Something Is Happening

Commentary8 min readPublished 2026-02-12AI Primer

Source: Matt Shumer on X

AI NarrativesAdoption FrictionEconomic Impact
Cover image for Something Is Happening

A viral piece this week compared the current moment in AI to February 2020 — the "this seems overblown" phase before everything changed in three weeks. It's been shared widely, often with the instruction to send it to everyone you care about.

Here's where we stand on all of this.

AI capabilities are improving faster than most professionals realise. That's true. If you last tried ChatGPT in 2023 and wrote it off, your mental model is out of date. The current generation of models can do things that would have been unthinkable eighteen months ago, and the pace isn't slowing down. Anyone telling you this is a fad is wrong.

But there is an enormous difference between a technology being capable and a technology reshaping the economy, and nearly all of the viral AI discourse right now collapses that difference to zero.
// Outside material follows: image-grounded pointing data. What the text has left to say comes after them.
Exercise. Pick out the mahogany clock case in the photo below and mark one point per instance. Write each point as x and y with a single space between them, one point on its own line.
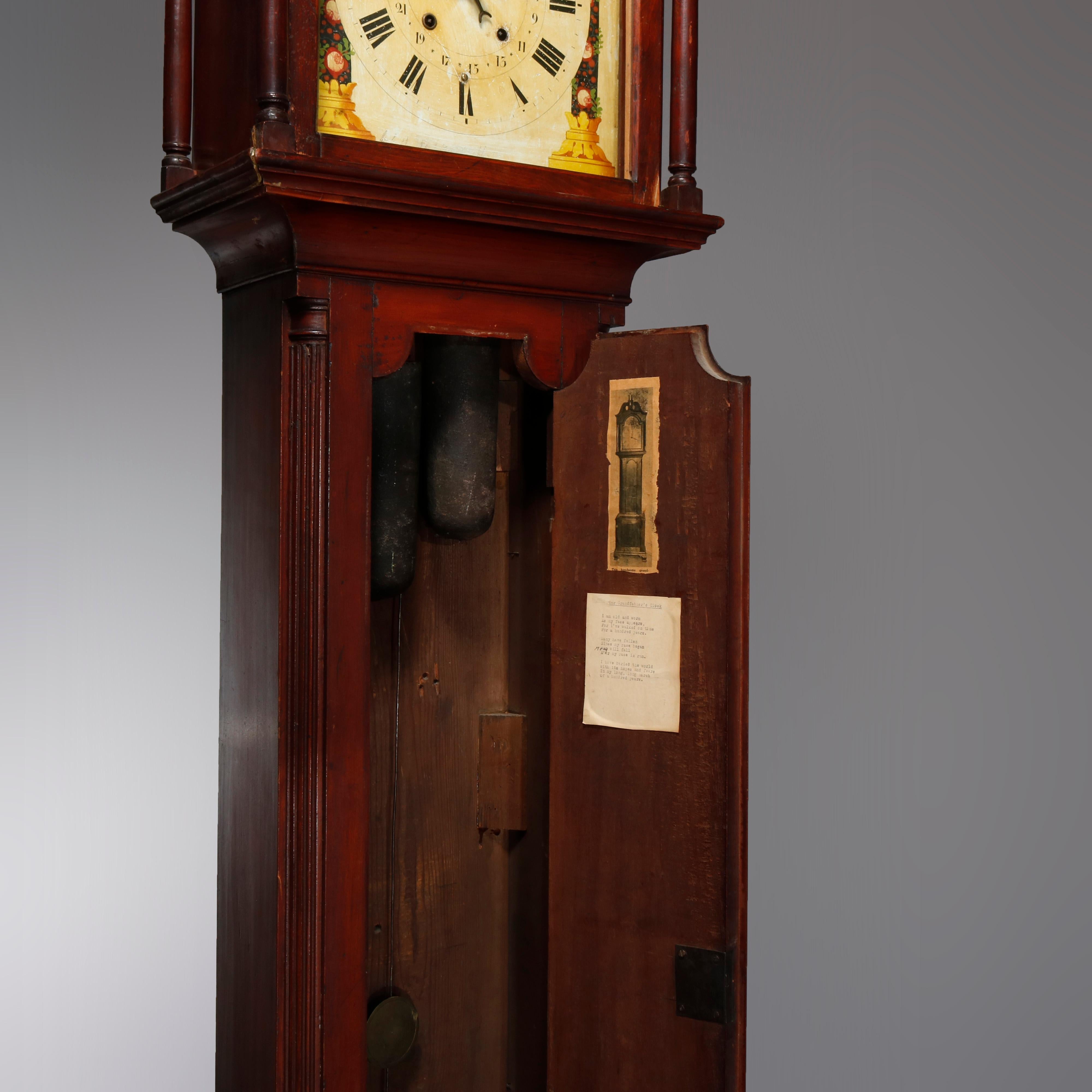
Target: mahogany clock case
410 801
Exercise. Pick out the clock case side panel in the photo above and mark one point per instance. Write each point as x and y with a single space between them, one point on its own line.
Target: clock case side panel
227 42
640 114
291 1006
648 829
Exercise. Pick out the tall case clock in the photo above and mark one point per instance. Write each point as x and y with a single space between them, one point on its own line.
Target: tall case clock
484 557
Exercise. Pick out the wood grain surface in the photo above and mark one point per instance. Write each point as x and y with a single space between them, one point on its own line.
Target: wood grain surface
647 842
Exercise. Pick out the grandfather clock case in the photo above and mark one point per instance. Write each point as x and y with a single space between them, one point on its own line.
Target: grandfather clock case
483 740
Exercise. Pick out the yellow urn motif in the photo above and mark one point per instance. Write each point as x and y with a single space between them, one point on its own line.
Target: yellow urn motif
337 114
580 150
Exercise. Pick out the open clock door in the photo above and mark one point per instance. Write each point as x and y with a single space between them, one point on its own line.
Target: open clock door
647 960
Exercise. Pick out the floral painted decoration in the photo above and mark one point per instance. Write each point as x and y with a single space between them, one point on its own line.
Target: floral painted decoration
335 49
586 94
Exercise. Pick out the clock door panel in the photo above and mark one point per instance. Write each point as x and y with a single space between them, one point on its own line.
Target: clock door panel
457 900
533 879
647 842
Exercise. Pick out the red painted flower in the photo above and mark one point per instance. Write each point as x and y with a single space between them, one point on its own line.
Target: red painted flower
336 62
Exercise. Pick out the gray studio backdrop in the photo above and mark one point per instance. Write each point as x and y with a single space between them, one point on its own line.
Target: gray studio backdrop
906 274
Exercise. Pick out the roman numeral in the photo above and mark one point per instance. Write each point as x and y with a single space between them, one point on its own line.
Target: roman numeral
416 70
377 28
550 57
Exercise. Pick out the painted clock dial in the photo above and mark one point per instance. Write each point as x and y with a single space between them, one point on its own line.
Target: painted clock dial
532 81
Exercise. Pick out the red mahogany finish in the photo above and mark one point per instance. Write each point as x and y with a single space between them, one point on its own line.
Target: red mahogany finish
177 93
530 899
682 191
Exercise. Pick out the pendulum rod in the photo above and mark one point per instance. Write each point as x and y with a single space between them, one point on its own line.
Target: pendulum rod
395 794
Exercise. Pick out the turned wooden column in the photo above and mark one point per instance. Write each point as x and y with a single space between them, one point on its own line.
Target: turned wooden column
304 536
272 128
683 193
177 93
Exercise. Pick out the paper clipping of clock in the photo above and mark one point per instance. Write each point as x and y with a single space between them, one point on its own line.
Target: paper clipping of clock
527 81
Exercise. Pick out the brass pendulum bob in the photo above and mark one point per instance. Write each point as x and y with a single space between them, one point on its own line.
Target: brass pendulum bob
461 387
396 472
393 1031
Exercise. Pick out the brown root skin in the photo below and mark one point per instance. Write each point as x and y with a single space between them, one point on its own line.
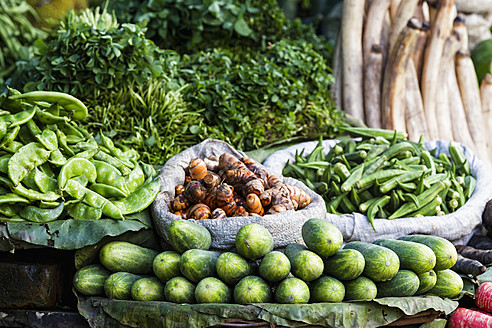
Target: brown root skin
195 191
212 164
224 194
253 204
179 189
211 180
468 266
197 168
480 255
180 203
210 198
199 212
255 167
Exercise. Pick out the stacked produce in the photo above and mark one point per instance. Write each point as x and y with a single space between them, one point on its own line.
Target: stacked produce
385 178
227 186
406 65
52 168
319 271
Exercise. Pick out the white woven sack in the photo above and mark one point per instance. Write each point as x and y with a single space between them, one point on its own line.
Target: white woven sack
285 227
458 227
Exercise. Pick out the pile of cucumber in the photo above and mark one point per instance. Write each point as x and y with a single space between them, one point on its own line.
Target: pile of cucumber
383 175
319 270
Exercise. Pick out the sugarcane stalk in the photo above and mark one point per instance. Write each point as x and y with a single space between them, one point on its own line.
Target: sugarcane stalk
470 93
373 71
393 100
461 131
439 32
352 65
394 9
486 99
419 50
442 101
414 108
374 25
405 11
337 71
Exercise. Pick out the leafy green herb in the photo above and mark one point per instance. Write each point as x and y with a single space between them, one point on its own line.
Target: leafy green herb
92 54
17 34
253 98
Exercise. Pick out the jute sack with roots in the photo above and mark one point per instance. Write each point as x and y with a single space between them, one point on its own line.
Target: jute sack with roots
458 227
285 227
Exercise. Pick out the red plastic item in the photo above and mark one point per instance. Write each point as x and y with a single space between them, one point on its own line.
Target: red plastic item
467 318
483 296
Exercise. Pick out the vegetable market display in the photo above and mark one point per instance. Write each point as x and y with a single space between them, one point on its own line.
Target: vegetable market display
52 168
227 186
322 271
408 67
385 177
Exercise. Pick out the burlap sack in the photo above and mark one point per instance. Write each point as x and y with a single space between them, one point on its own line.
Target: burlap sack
458 227
285 227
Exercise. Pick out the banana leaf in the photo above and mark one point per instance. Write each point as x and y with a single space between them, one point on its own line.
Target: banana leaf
105 312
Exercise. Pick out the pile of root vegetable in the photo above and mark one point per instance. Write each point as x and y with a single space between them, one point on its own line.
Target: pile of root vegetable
227 186
406 65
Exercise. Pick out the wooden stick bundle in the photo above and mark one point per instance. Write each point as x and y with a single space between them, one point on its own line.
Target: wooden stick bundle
417 76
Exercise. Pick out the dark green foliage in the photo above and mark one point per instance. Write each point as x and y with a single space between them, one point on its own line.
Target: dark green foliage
188 25
92 54
17 34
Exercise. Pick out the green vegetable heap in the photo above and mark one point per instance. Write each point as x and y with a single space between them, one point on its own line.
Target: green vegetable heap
51 168
385 177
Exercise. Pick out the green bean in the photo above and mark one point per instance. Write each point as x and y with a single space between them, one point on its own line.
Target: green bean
470 184
352 179
9 210
62 141
74 167
25 159
374 133
459 158
105 157
374 207
83 211
430 208
399 179
74 106
35 195
423 199
41 215
107 191
381 176
10 136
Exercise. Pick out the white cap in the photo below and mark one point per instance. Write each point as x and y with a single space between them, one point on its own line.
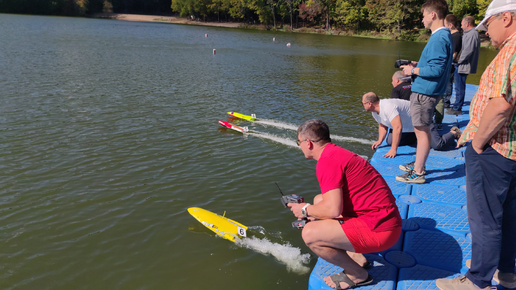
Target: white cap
497 7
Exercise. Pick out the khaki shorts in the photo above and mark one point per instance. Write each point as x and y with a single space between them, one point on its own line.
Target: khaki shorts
422 109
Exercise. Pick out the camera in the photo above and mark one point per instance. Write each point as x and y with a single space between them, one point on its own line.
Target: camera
401 62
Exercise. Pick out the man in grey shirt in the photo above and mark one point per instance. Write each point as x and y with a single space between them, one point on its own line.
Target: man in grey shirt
467 63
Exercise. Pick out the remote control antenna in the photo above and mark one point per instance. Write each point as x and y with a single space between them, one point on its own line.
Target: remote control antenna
279 189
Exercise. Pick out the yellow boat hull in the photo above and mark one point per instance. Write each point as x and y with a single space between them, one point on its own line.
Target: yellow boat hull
222 226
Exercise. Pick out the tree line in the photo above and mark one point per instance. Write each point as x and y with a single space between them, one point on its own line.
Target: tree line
397 18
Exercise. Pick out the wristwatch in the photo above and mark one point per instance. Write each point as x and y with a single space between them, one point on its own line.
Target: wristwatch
303 210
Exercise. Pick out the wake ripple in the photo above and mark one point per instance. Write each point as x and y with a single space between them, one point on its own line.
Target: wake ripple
286 254
293 127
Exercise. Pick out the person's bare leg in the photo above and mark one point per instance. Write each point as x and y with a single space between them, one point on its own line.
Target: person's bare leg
328 241
423 147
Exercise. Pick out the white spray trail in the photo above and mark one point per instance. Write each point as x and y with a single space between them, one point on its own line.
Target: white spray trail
277 124
352 139
293 127
286 254
277 139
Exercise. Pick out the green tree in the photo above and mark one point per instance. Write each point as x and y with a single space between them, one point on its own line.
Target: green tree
349 13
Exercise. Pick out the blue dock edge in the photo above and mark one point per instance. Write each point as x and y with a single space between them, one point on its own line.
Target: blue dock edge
436 240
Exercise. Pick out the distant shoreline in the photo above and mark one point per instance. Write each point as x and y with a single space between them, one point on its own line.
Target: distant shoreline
164 19
181 20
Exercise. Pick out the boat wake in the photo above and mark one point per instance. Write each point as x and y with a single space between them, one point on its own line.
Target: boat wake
293 127
277 124
286 254
275 138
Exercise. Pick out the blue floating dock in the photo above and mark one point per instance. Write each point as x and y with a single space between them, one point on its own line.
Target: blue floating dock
435 242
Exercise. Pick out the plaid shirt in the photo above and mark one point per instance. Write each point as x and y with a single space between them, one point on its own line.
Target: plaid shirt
498 81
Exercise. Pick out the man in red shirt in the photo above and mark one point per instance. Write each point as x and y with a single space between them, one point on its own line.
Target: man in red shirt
355 213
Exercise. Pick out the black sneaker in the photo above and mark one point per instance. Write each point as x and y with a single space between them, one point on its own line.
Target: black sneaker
412 177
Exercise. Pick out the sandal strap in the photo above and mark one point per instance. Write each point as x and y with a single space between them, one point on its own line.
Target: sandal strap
342 277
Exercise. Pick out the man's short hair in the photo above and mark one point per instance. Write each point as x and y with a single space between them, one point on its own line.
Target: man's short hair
371 97
452 19
440 7
470 20
315 130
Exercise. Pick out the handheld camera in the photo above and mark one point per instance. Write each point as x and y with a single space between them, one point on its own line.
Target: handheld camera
401 62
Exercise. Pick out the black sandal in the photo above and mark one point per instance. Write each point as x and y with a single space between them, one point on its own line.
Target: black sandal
342 277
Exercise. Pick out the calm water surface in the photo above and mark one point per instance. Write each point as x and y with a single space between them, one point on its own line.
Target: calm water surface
108 133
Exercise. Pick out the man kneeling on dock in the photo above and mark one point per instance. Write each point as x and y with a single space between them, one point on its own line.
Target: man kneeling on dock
355 213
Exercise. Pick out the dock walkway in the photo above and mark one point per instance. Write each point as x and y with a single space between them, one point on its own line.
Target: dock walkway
436 241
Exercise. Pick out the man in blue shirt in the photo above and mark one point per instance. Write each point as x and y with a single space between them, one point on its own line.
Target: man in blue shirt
432 74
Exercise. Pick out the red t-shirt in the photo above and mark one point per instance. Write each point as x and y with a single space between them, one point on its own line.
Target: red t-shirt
366 194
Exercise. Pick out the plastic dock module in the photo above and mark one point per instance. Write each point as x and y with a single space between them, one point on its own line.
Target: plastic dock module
436 241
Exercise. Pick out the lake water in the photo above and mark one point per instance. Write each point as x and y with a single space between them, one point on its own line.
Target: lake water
108 133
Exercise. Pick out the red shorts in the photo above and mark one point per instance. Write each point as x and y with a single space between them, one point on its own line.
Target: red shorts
364 240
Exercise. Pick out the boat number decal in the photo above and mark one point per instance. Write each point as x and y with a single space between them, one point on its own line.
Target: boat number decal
242 232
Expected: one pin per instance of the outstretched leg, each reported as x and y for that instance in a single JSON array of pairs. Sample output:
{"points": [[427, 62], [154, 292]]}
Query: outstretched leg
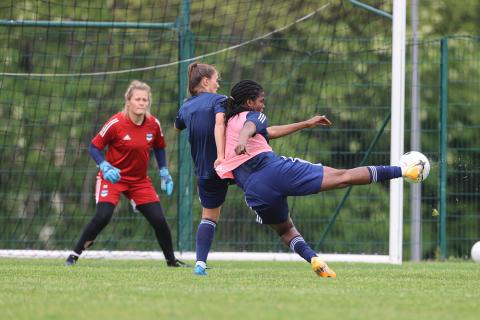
{"points": [[102, 217], [341, 178], [154, 214], [292, 238]]}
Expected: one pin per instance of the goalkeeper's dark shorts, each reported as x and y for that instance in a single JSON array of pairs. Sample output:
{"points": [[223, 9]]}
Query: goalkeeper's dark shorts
{"points": [[138, 192]]}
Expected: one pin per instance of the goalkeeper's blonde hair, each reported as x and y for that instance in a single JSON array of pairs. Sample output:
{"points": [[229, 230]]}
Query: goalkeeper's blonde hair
{"points": [[137, 85]]}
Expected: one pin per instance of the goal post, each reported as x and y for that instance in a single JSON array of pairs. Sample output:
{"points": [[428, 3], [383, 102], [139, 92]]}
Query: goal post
{"points": [[62, 79], [397, 133]]}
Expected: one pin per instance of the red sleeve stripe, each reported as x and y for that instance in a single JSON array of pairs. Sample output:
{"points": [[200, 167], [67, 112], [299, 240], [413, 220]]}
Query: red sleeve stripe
{"points": [[159, 126], [107, 126]]}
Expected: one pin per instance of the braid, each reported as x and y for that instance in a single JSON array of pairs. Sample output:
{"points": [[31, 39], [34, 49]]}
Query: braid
{"points": [[240, 93]]}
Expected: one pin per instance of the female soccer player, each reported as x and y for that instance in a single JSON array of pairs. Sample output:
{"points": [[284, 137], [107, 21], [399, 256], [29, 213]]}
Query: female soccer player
{"points": [[267, 179], [203, 116], [129, 136]]}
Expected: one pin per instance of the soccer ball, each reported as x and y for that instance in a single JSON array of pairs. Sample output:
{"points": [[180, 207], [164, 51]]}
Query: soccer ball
{"points": [[476, 252], [412, 158]]}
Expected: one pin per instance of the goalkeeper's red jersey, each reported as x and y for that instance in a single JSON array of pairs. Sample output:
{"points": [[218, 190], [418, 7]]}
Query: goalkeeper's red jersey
{"points": [[129, 144]]}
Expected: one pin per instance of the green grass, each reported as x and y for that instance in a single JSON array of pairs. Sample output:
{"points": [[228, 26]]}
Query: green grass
{"points": [[102, 289]]}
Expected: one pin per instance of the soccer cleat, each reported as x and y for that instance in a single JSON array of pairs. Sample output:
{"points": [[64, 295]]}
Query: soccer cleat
{"points": [[414, 172], [71, 260], [321, 268], [200, 271], [177, 264]]}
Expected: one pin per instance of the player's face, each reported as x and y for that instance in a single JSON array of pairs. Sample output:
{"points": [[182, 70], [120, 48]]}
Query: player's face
{"points": [[211, 84], [138, 103], [257, 104]]}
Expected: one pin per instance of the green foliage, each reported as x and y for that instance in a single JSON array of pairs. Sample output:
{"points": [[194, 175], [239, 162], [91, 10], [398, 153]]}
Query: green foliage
{"points": [[336, 63]]}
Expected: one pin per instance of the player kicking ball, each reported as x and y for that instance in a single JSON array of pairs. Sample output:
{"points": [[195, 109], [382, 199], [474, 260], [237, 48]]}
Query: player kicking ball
{"points": [[268, 179]]}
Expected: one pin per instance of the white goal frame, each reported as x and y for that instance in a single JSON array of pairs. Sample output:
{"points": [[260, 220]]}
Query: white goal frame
{"points": [[396, 186]]}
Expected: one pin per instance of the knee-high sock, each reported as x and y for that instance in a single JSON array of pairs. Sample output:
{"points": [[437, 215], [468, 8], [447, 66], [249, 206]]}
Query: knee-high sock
{"points": [[95, 226], [154, 214], [205, 233], [298, 245], [382, 173]]}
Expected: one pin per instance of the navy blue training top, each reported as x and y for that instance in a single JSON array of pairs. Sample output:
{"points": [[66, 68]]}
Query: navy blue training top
{"points": [[197, 115]]}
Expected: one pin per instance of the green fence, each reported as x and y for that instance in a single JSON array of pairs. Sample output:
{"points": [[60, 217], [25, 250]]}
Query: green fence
{"points": [[322, 65]]}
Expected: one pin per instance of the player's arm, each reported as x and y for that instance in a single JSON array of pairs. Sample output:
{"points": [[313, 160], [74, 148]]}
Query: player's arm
{"points": [[219, 132], [283, 130], [248, 130], [110, 173], [179, 124]]}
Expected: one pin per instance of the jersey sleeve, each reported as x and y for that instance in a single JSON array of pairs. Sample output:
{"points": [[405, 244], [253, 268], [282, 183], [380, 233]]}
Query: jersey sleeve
{"points": [[105, 136], [218, 104], [179, 121], [259, 119], [159, 141]]}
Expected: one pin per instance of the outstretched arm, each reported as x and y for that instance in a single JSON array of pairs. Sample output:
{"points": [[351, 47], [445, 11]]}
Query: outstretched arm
{"points": [[219, 132], [283, 130], [248, 130]]}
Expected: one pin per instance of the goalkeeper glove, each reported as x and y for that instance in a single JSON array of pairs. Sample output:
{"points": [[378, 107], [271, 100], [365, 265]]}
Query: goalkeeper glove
{"points": [[110, 173], [166, 182]]}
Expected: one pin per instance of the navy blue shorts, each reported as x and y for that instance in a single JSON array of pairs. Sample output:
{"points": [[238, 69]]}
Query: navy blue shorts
{"points": [[267, 189], [212, 191]]}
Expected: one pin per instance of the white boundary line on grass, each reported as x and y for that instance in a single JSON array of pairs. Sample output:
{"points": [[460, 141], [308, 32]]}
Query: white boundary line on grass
{"points": [[213, 256]]}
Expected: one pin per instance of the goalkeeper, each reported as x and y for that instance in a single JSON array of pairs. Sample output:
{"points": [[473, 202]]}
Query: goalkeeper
{"points": [[129, 136], [268, 179]]}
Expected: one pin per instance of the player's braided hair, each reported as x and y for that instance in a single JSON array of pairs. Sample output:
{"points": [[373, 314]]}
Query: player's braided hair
{"points": [[240, 93]]}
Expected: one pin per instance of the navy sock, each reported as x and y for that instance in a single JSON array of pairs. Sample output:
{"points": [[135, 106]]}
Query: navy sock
{"points": [[205, 233], [299, 245], [382, 173]]}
An AI model that can draft a contract is not the same thing as law firms laying off associates. An AI that can build a working app from a description is not the same thing as software engineers being unemployed. Between capability and consequence sit years of procurement cycles, regulatory adaptation, liability frameworks, integration costs, organisational inertia, and the simple fact that changing how millions of people work is slow, messy, and uneven — even when the underlying technology is ready.

This isn't cope. It's how every major technology has ever diffused through an economy. The dynamo was demonstrably superior to the steam engine by the 1880s. It took until the 1920s for factories to be fully redesigned around electric power. Not because factory owners were stupid, but because rewiring an economy is a structural problem, not a perception problem. Knowing the technology works doesn't make the transition instant.

The COVID analogy gets this exactly backwards. A virus spreading through a population faces almost no institutional friction. Technology adoption faces almost nothing but. One reshapes the world in weeks. The other takes years, sometimes decades — and the pace is determined less by the technology's capability than by the readiness of every system around it.

So no, we don't think you need to treat this like a fire alarm. We do think you need to treat it like a serious shift that rewards understanding over panic.

The most aggressive timelines circulating right now — 50% of white-collar jobs displaced in one to five years — come almost exclusively from people who run AI companies. That doesn't make them wrong. It does mean you should notice the incentive before you absorb the timeline. The people most certain about the speed of disruption are the people whose valuations depend on everyone else believing it's imminent. Again: they might be right. But certainty from interested parties is not the same thing as evidence.

What we'd actually recommend is less exciting than what the viral posts suggest, and more useful.

Engage with the current tools seriously. Not as a novelty — as part of your real work. See where they help and where they don't. Build firsthand experience, because secondhand urgency is a poor basis for career decisions.

Learn the fundamentals, not just the tools. The specific models that exist today will be obsolete within a year. The ability to understand what AI is, what it's good at, where it fails, and how to evaluate new capabilities as they arrive — that compounds. Chasing the tool of the week doesn't.

Think about your specific role, not "the economy." The impact of AI varies enormously by industry, function, and task. "AI will change everything" is too vague to act on. "AI is already changing how my team does financial reporting, and here's what I should understand about that" — that's actionable.

Give yourself permission to be thoughtful about this rather than reactive. The people who navigate this well won't be the ones who panicked earliest. They'll be the ones who understood most clearly.

Something is happening. It deserves your attention. It does not require your fear.